While advances in rocketry had made the idea of flight far into the vacuum of space into a realistic expectation by the mid-1950s, there was still very little known about whether a living organism could survive in space. Many scientists were hesitant to predict how a person would behave under the conditions encountered in space flight, while others offered dire predictions: In zero gravity, humans would not be able to swallow; their cardiovascular systems would fail; their bodies would be either crushed or torn apart by the force of the launch. By 1958, hundreds of studies had been done in the new field of space medicine, and the Space Task Group at Langley Research Center in Hampton, Va., was steeped in research in the potential medical issues of space flight – a field of inquiry spearheaded by the U.S. military – and was confident that a human could safely enter the realm of space.
The military, Eisenhower insisted, would supply the pilots who would help to navigate these spacecraft – men who would be called “astronauts,” a word coined from the Greek words for “star sailors.” Chosen from a pool of more than a hundred applicants, subjected to a rigorous, often baffling, and now legendary battery of physiological and psychological examinations, the seven astronauts who would form Astronaut Group 1, or the “Mercury Seven,” were college-educated engineers in excellent health, talented specialists who had made careers of flying the most powerful and advanced military aircraft. They were also relatively small in stature; the Mercury capsule, designed by NASA’s chief engineer, Maxime Faget, and built by McDonnell, was too compact to accommodate anyone taller than 5 feet 11 inches.

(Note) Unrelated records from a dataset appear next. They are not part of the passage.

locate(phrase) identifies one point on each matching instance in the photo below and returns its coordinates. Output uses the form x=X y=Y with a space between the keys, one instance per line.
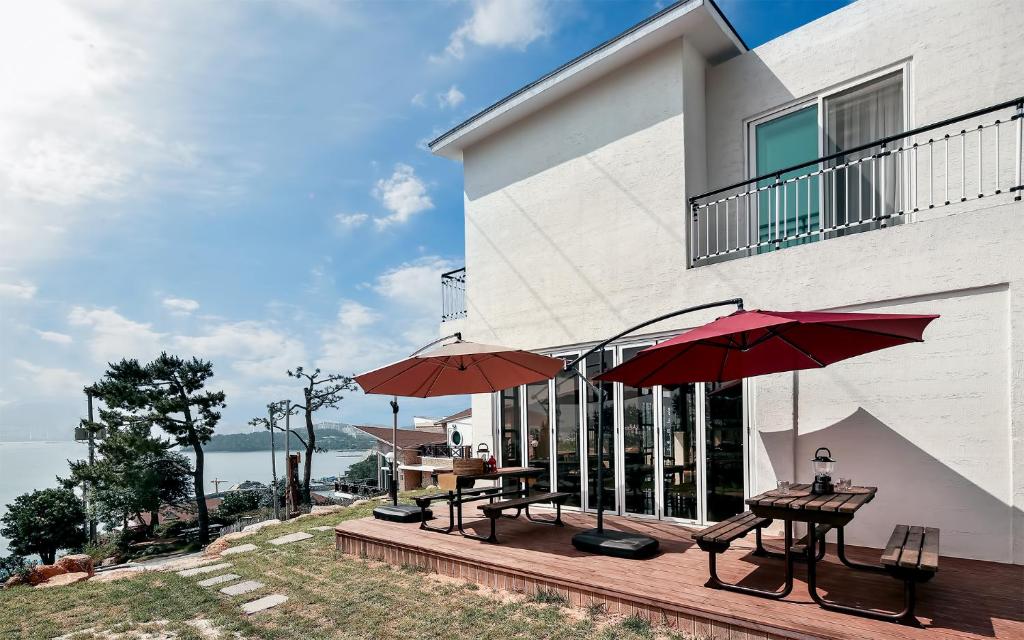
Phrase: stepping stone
x=241 y=588
x=209 y=568
x=291 y=538
x=263 y=603
x=226 y=578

On April 9, 1959, when these men – M. Scott Carpenter, L. Gordon Cooper, John H. Glenn, Virgil I. “Gus” Grissom, Walter M. Schirra, Alan B. Shepard, and Donald K. “Deke” Slayton – were introduced before live television cameras, it was another moment that would capture the striking differences between the American and Soviet space programs. As famous as the Mercury Seven are today – and they are as familiar to American history as nearly any politician, soldier, or entertainer – they were bigger than Elvis in 1959. The over-the-top celebrity worship of America’s first astronauts was fueled by enormous public curiosity, along with overwhelming political pressure to win the space race.